Two dads claim they were discriminated against
A gay male couple from Florida have gone public to share they were discriminated against by a Southwest Airlines gate agent.
Specifically, they allege they were denied the ability to pre-board with their three young children.
The incident is reported to have happened this past Sunday on a South West Airlines flight originating in Buffalo, NY with the destination of Ft. Lauderdale, FL.
Mr. Grant Morse and his husband, Sam, plus their three children and Grant’s mom, got in line to pre-board the aircraft when a Southwest agent reportedly stepped out in front of them and said: “This is for family boarding only.”
In a statement given to WGRZ, Morse explains:
“I feel as though we were profiled the minute we walked up the boarding area. This gate agent immediately approached my spouse and said this is for family boarding only, and my spouse looked up and said, ‘Well, we are a family. It’s myself, my spouse, and our three children.’ She said it’s family boarding only and got very sarcastic.”
If this incident occurred, and we have no reason to believe it didn't, the behavior of the Southwest gate agent needs to be addressed.
Mr. Morse said this is the first time he’s ever experienced anything like this.
“This is for family only!”
When approached for a comment, a spokesperson for Texas based Southwest pointed to the carrier’s official “family boarding policy,” which indicates that only one adult can board with any traveler who is “six years old or younger.”
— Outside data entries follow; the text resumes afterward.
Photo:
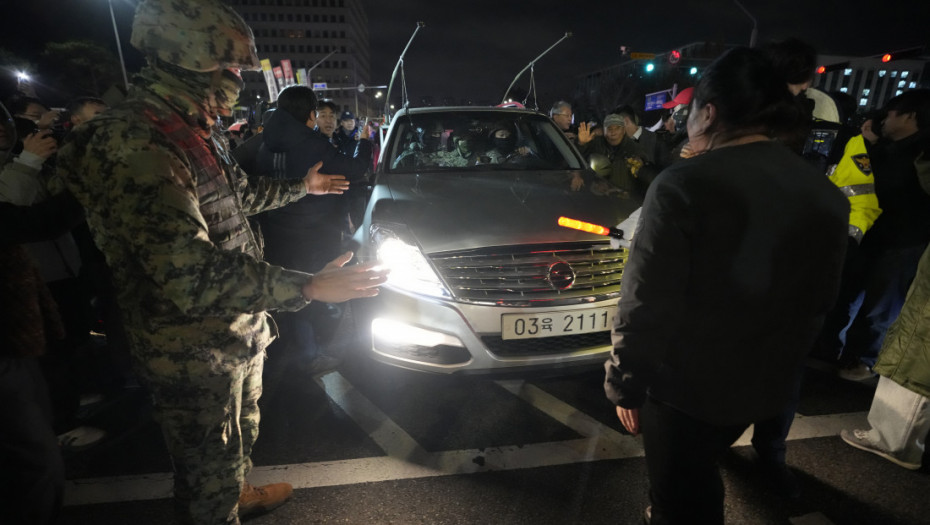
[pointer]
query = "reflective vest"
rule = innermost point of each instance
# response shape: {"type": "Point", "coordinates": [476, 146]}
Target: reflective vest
{"type": "Point", "coordinates": [853, 176]}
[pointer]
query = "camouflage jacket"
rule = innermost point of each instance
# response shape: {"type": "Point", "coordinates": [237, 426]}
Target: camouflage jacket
{"type": "Point", "coordinates": [181, 286]}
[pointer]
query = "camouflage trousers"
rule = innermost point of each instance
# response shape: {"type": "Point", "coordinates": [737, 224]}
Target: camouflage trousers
{"type": "Point", "coordinates": [207, 406]}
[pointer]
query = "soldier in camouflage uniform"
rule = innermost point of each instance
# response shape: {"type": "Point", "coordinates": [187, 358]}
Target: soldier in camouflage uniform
{"type": "Point", "coordinates": [168, 207]}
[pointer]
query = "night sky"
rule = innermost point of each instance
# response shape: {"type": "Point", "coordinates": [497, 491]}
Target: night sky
{"type": "Point", "coordinates": [474, 49]}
But Mr. Morse feels the vague language of the airline’s family boarding policy is not the issue. Instead, it was how the gate talked to him, saying, “only families” were permitted. The implication of course is that his family didn’t count.
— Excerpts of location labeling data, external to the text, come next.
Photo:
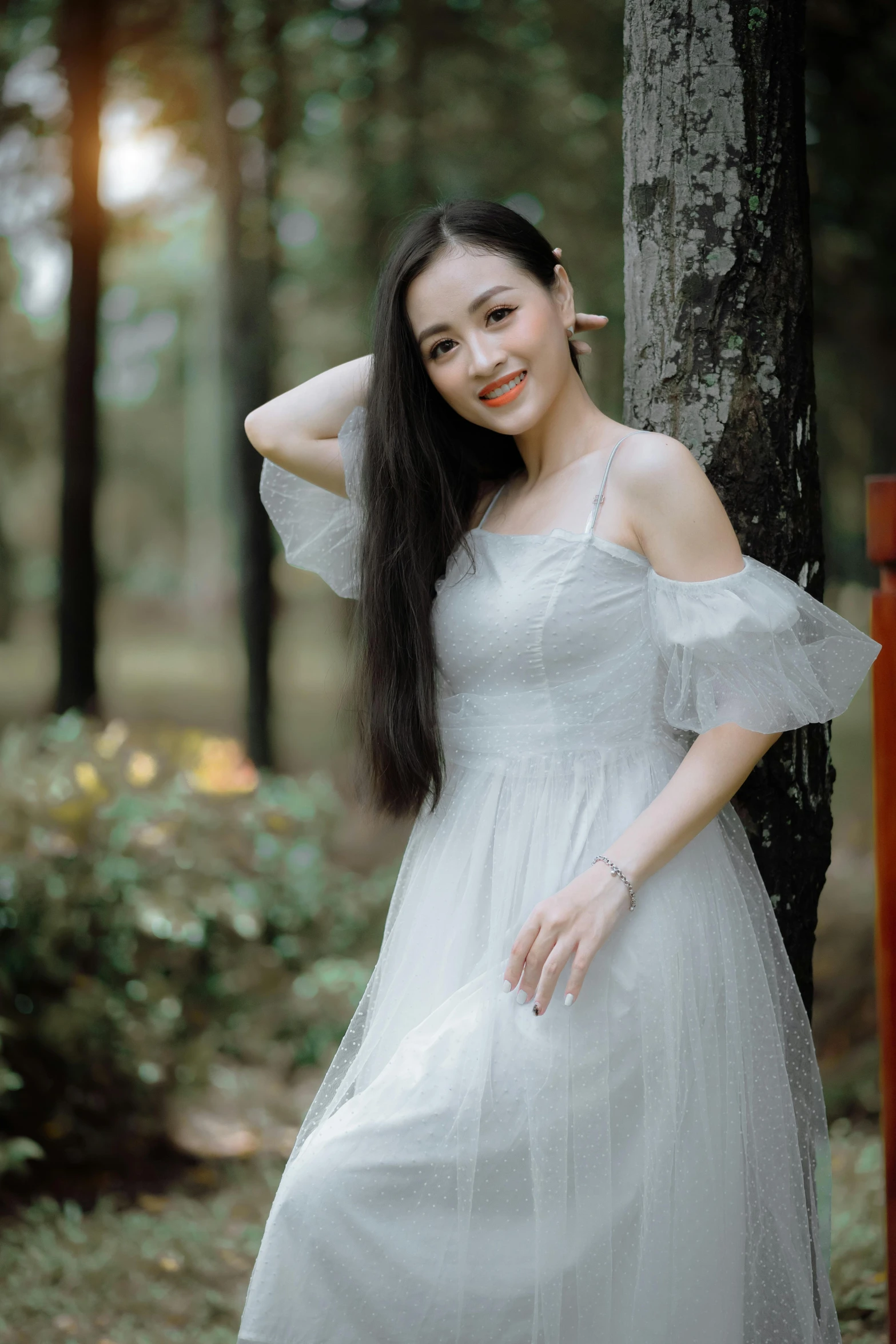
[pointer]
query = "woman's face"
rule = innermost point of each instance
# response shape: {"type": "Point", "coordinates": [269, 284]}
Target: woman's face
{"type": "Point", "coordinates": [493, 339]}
Making matters worse, Mr. Morse shared that the airline sat his 83-year-old mom, who he described as “frail,” in an emergency exit seat instead of next to him.
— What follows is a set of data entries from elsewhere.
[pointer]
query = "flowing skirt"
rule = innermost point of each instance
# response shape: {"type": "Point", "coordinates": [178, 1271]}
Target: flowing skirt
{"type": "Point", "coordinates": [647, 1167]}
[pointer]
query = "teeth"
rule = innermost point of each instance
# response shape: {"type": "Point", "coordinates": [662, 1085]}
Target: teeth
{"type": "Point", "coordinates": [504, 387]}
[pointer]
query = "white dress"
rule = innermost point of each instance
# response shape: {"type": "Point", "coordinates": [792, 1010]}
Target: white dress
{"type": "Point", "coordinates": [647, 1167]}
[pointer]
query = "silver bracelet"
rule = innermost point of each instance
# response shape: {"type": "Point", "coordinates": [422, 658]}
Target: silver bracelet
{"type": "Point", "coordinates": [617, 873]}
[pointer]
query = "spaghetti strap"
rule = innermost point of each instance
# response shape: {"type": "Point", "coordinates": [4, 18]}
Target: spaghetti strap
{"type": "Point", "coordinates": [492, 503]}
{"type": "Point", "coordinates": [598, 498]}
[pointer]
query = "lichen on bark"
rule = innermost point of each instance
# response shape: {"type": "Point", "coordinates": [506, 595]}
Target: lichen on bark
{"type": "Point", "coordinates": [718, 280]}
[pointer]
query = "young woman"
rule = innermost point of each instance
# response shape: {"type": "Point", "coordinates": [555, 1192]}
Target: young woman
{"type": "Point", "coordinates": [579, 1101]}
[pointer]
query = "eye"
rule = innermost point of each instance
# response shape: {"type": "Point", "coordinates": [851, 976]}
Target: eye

The Southwest spokesperson is reported to have said that if Morse's mother needed additional assistance, they should have requested that beforehand.
Mr. Morse told his story as well to NBC 2 through tears.
Federal aviation regulation is clear. To sit in an emergency exit seat, the passenger must be physically able to help evacuate the aircraft in the event of an emergency.
Given the description of Mr. Morse’s mother, one has to wonder why she was seated in such a seat in the first place.